Starting up the plane went totally smoothly! That was gratifying, since the last time I had some trouble. I paused for a long time prior to giving my radio call; when I haven't done it in a while I feel the need to make sure I know exactly what I'll be saying. Of course, someone wound up stepping on my transmission so I had to say it 3 times anyway.
The first couple of laps were a little frustrating in that everyone and their brother was leaving Palo Alto for the long weekend. There were eight planes in line to take off at one point! I was #4. Another time I was #5 to land. So I was not able to make normal patterns; everything was getting extended out, and that combined with my lack of practice and the wind conditions pretty much made my first two landings sub-ideal. They were not bad; I touched down gently, and both times rather extremely on the upwind wheel. I'm not sure if that was really necessary, because the sock was saying the wind was almost directly down the runway, but on the other hand I was just reacting to what the plane was doing, so maybe it was OK.

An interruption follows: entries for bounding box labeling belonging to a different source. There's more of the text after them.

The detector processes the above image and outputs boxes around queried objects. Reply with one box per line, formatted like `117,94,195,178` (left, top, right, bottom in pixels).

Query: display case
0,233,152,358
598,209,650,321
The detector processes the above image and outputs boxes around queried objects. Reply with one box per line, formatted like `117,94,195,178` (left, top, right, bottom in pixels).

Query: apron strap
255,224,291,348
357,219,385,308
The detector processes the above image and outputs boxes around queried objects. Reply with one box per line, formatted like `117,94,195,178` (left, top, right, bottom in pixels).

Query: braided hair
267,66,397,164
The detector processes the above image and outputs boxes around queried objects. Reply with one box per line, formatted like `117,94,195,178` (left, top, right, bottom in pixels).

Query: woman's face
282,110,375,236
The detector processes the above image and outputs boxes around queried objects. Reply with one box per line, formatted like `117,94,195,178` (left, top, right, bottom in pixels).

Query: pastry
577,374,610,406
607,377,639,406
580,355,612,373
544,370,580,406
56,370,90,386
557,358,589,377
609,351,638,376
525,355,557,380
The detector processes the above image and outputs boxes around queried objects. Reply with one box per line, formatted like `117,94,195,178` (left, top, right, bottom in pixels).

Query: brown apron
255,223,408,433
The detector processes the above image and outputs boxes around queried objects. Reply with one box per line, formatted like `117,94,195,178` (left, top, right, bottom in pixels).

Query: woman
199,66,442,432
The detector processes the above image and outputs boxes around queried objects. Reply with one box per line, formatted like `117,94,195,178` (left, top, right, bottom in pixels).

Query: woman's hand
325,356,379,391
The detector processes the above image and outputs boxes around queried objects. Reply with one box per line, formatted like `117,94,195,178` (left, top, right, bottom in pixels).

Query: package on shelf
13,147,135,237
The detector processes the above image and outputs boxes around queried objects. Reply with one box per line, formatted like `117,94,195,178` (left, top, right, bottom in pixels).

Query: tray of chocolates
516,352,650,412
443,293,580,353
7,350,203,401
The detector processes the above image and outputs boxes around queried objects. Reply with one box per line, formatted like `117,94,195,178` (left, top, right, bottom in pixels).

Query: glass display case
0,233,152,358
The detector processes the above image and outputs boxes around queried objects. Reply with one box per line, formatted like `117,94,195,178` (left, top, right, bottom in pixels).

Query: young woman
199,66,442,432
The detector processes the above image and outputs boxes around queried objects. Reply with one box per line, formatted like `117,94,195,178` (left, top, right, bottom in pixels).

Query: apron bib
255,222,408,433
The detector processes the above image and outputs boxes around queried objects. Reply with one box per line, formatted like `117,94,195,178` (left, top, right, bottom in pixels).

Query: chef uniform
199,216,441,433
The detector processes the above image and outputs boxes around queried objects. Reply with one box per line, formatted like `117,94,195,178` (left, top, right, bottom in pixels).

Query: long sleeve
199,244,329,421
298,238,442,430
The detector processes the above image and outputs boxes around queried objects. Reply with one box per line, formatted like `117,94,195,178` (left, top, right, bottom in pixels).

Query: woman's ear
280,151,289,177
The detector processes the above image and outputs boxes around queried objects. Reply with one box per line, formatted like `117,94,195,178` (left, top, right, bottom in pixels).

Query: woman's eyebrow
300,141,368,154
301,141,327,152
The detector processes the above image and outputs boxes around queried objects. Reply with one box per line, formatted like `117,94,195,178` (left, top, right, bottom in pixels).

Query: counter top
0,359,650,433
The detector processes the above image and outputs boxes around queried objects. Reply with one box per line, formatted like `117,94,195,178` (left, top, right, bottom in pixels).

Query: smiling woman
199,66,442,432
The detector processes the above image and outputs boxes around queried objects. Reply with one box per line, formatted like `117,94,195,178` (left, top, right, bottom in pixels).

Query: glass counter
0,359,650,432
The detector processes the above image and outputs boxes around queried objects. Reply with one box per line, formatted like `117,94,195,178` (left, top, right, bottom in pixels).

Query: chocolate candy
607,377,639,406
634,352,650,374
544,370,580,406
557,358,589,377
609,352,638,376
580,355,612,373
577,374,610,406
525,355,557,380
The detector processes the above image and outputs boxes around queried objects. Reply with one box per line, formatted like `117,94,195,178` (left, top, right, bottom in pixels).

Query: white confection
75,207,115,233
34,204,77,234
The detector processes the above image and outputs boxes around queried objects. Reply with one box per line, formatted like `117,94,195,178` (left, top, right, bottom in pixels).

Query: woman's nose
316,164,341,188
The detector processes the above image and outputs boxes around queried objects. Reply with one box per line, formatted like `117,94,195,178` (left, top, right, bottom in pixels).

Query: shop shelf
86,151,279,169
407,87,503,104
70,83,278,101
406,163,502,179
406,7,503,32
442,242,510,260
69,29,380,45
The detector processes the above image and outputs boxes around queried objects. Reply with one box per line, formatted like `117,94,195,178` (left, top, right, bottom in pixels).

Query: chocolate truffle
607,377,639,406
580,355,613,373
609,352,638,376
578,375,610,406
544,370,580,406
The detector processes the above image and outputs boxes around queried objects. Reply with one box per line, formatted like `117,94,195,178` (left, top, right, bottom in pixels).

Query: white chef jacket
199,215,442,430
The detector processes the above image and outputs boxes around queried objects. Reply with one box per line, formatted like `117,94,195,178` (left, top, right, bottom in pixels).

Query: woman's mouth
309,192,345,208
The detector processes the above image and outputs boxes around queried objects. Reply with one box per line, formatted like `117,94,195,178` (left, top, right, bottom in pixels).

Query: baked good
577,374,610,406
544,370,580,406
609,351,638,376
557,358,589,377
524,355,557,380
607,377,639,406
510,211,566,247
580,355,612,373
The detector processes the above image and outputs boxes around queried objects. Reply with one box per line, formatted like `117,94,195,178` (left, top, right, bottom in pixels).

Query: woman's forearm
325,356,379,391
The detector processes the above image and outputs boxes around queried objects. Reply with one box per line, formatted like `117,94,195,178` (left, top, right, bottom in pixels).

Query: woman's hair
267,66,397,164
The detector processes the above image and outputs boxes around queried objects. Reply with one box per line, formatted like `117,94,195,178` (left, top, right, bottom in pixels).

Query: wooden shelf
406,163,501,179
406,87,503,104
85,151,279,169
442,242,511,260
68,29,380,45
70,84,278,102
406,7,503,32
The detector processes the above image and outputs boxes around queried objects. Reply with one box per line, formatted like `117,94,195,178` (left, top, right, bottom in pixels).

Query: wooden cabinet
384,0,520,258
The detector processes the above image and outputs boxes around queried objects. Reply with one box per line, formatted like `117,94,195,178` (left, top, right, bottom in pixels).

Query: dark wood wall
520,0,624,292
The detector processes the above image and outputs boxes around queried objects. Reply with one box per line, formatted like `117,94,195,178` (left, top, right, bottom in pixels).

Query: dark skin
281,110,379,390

The third landing attempt was bad, and I wound up pushing the power full and going around. I executed the go-around OK, except that I lost pitch control of the plane for a few seconds upon adding power. Pretty scary so close to the ground. Now this might sound a little overconfident or cocky, but it's not and I'll explain why in a sec: I'm very glad that my reflexes tend to compensate for my lack of experience. In this case, I put myself in a little bit of a scary situation and was pitching up and down very close to the ground, but my instincts said "Level the plane!" and that's what I did, which was the right thing. The reason I say it's not cocky is that even though this has happened a few times, I still cannot and do not ever expect it to happen, and use that as an excuse to either stop learning or stop doing everything I can in the planning phase.
Anyway, so I went around, and my third landing was pretty decent. By this time I was thinking about just terminating, but the amount of traffic dropped off dramatically, so I stayed and did landings #4 and #5, both of which were quite good.
So, all in all, I'm very glad I went. It was exhausting, and I made a few small mistakes (I forgot to turn on my beacon on the first lap, and I couldn't understand what I assume was a "position and hold" call at one point), but all in all it was really good, and I handled the wind pretty well. I think I'll be ready for Tuesday, but just in case, I have time scheduled on Sunday and Monday too. I need to do at least one of those, because they're both in San Carlos, which is where I'll be flying from on Tuesday.